A dict of keyword arguments accepted by Aircraft.__init__(). Schedule / profile / nested-object fields are reconstructed as their respective dataclasses.

Raises:

HyPlanRuntimeError – If the file does not exist or cannot be parsed.

dump_aircraft_profile(aircraft, path)[source]

Serialize an Aircraft instance to its JSON profile.

Inverse of load_aircraft_profile(). Used by notebooks/calibration/<aircraft>/calibrate.py to write refreshed JSON directly from the fit.

Parameters:
  • aircraft (Any) – An Aircraft instance (any subclass).

  • path (str | Path) – Destination filesystem path. Parent directory must already exist.

Return type:

None

write_calibrated_profile(short_name, *, path=None, **overrides)[source]

Apply calibrated overrides to a bundled aircraft JSON in place.

Loads the current <short_name>.json via load_aircraft_profile(), applies any keyword overrides, rebuilds the Aircraft, and writes the updated JSON back to disk. Fields not present in overrides are preserved (brochure metadata, sources, confidence, etc.), so a calibration pass that only refits the climb / cruise / descent schedules can update just those without disturbing the rest of the profile.

Parameters:
  • short_name (str) – Filename stem (e.g. "king_air_350").

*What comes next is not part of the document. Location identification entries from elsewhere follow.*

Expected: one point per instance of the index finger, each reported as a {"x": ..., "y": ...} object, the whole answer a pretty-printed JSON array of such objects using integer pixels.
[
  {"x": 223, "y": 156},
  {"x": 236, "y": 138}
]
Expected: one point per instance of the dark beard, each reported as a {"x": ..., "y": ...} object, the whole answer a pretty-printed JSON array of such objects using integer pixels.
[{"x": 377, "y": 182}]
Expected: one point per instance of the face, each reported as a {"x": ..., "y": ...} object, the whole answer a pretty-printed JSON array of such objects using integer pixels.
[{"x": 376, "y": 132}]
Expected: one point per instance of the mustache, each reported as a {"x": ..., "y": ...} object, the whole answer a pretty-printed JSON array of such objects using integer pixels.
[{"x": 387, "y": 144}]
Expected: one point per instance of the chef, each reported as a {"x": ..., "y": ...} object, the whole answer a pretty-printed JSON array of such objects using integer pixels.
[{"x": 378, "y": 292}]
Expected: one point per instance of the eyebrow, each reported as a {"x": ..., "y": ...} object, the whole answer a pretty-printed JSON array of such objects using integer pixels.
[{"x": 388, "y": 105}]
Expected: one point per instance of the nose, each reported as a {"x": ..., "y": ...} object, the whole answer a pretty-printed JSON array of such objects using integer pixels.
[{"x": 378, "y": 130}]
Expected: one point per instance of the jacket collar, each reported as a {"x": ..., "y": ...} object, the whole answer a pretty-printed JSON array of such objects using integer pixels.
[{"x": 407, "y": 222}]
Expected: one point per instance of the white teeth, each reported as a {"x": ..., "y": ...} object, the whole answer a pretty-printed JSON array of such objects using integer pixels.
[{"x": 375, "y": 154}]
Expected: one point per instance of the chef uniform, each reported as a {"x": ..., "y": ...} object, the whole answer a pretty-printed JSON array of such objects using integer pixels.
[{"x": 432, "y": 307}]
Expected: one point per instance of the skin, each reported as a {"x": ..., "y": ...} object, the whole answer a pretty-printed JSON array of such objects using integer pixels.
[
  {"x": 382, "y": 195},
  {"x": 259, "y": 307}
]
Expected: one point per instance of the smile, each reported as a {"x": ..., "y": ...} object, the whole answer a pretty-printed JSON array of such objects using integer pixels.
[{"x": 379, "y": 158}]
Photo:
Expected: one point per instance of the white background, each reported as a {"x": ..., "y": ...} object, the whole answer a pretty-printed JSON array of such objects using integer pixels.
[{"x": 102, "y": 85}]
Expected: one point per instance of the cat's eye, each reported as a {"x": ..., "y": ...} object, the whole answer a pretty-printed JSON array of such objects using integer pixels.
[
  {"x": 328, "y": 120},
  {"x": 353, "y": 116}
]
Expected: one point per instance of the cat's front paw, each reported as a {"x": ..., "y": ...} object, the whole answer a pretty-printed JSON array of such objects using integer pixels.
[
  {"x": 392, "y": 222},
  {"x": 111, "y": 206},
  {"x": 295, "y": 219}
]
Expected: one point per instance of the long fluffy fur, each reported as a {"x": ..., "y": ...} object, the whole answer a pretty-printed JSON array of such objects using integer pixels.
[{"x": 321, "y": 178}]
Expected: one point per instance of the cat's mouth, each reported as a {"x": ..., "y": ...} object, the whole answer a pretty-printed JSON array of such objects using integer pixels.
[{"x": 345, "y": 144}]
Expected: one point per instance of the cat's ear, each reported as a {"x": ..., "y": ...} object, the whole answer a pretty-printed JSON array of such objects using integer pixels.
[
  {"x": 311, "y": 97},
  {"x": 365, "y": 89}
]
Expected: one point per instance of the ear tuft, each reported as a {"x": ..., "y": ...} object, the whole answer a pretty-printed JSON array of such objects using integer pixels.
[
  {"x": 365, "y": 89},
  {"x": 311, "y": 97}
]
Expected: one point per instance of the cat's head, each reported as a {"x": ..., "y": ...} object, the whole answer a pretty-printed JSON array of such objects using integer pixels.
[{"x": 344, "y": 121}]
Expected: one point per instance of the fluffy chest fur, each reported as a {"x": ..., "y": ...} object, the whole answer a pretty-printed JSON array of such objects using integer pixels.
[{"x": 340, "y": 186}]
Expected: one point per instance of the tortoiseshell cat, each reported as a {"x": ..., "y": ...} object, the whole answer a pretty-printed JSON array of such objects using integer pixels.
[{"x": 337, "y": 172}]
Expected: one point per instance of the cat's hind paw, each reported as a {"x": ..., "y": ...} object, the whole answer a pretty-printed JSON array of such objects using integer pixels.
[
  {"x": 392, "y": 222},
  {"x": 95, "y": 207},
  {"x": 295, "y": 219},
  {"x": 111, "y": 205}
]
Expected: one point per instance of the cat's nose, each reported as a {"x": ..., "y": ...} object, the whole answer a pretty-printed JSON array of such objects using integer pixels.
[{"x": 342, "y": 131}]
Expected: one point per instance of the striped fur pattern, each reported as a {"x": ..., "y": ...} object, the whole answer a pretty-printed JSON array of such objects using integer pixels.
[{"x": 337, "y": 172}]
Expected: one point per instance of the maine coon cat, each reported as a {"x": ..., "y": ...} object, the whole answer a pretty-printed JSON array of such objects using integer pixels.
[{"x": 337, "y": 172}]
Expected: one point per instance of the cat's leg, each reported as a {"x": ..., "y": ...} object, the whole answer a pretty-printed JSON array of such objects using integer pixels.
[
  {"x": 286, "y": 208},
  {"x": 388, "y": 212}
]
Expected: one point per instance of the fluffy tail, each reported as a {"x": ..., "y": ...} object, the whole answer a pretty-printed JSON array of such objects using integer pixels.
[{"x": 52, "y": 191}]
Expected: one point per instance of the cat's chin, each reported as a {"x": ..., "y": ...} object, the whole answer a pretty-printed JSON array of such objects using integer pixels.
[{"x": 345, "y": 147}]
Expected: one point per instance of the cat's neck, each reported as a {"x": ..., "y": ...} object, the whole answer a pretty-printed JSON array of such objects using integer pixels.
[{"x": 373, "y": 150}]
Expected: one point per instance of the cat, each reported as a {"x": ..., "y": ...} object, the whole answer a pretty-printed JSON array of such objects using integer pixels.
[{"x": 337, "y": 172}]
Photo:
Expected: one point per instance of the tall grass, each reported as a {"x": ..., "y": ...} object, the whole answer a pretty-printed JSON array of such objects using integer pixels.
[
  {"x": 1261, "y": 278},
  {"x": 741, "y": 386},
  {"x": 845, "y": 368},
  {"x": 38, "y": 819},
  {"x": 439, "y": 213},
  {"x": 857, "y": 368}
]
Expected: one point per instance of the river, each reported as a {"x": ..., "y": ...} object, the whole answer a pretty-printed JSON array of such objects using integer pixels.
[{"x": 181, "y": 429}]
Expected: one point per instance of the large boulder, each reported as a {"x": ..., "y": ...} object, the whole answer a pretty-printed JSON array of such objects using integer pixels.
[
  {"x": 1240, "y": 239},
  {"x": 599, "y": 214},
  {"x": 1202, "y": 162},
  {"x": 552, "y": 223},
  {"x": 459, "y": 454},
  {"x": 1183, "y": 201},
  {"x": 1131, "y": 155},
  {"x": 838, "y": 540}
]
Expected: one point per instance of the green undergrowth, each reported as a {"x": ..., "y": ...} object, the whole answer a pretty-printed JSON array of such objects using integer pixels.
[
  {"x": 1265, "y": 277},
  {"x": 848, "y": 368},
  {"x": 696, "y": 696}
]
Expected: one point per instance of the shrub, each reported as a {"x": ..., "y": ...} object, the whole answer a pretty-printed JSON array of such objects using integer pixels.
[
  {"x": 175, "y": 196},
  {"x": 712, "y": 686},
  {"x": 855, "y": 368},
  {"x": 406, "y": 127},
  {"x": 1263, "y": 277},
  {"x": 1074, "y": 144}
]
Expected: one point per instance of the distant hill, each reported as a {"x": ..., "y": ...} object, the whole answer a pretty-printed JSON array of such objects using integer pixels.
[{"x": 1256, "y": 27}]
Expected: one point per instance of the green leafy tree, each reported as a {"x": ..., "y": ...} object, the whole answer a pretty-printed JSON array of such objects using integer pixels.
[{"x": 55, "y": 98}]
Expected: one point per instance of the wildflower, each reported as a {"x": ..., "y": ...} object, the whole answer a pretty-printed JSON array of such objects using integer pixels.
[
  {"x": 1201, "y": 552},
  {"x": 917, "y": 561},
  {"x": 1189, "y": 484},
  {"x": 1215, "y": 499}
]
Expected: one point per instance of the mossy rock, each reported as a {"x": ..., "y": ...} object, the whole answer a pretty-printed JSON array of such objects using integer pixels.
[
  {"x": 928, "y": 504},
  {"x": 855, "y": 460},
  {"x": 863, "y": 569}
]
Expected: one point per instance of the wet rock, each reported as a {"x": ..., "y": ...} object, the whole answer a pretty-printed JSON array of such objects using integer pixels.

  • path (str | Path | None) – Optional override for the output path. Defaults to profile_path() which points at the bundled location inside the installed package.

  • **overrides (Any) – Any keyword accepted by Aircraft.__init__(), e.g. climb_schedule=fit.climb_schedule, climb_profile=fit.climb_profile, service_ceiling=....

Return type:

Path

Returns:

The Path that was written.

Example

>>> from hyplan.units import ureg
>>> write_calibrated_profile(
...     "king_air_350",
...     service_ceiling=35_000 * ureg.feet,
...     climb_schedule=fit.climb_schedule,
...     cruise_schedule=fit.cruise_schedule,
...     descent_schedule=fit.descent_schedule,
...     climb_profile=fit.climb_profile,
...     descent_profile=fit.descent_profile,
... )
profile_path(short_name)[source]

Return the on-disk path to <short_name>.json in the bundled aircraft data directory.

Parameters:

short_name (str) – Filename stem (e.g. "king_air_350").

Return type:

Path

Returns:

Absolute Path to the bundled JSON file. The file may or may not exist yet — callers can check .exists() before reading.